From Lew Margolis.

Just a few weeks ago, the Rawlings panel held its first meeting to consider how challenges caused by athletics at UNC can inform the direction of our campus and the national higher education community. I would like to remind the panel that the first step in any useful analysis is to provide a clear definition of the problem. Unfortunately, the agenda of the well-attended meeting, did not clearly frame the questions. Chancellor Thorp introduced the session by stating as fact that “big time college athletics are here to stay” or implying that “$100 million in sales of licensed merchandise” somehow makes the athletics enterprise OK.

Why should we start a conversation if we have these answers? Bubba Cunningham then traced in great detail the treacherous path of big time college sports with a certainty and inevitability that again makes us wonder, why start a discussion? Chancellor Thorp then returned to the podium to bemoan the powerlessness of chancellors to adhere to educational missions in the face of alumni and boosters who demand what amount to professional sports programs in football and basketball. It was only after creating a frame of inescapability and impotence that speakers like Jay Bilas, Richard Southall, and Jay Smith asked the important questions.

Why do we accept the hypocrisy of amateurism when the only ones not being paid are the very people, the football and basketball players, who are producing most of the economic value? The athletics scholarship system does pay for the opportunity for some students from families with limited means to attend universities. But how do we live with the basic unfairness of the so-called “collegiate model” whereby millions upon millions of dollars that the revenue athletes in football and basketball generate are redistributed to coaches, luxury facilities, and other students who have no such financial need?
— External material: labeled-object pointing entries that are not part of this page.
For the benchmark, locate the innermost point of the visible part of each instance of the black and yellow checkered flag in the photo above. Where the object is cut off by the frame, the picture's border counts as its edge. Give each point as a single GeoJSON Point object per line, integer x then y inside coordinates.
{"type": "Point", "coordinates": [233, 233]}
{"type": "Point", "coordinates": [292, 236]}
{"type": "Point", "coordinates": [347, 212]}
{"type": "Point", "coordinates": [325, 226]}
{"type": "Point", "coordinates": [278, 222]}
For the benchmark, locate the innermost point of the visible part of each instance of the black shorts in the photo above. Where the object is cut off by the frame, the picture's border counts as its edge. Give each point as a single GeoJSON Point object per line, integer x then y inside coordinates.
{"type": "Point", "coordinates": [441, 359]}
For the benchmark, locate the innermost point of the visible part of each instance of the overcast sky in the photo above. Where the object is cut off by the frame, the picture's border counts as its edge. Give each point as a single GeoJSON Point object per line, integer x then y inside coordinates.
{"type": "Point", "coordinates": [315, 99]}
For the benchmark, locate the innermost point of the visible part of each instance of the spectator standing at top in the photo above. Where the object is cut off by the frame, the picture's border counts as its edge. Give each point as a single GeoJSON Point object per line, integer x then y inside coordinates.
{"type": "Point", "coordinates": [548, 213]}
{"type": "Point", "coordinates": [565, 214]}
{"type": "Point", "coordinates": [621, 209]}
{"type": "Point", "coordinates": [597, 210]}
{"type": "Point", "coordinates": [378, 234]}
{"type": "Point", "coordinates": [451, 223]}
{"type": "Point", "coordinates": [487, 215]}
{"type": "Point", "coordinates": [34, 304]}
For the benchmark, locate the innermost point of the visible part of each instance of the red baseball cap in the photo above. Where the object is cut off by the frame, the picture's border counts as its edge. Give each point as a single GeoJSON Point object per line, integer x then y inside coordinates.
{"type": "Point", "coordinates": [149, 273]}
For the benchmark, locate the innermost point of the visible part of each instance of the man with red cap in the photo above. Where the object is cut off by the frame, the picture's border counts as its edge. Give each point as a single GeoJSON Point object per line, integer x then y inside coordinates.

Shouldn’t we at least use clear language for this discussion, that is, discard the term “student-athlete,” a label created by the NCAA to confuse efforts to reign in the hypocrisy that has come to characterize big time sports on campus?

In her modern classic, The Handmaid’s Tale, Margaret Atwood taught us that, “It isn’t the sort of thing you ask questions about, because the answers are not usually answers you want to know.” I encourage the panel to ask the right questions.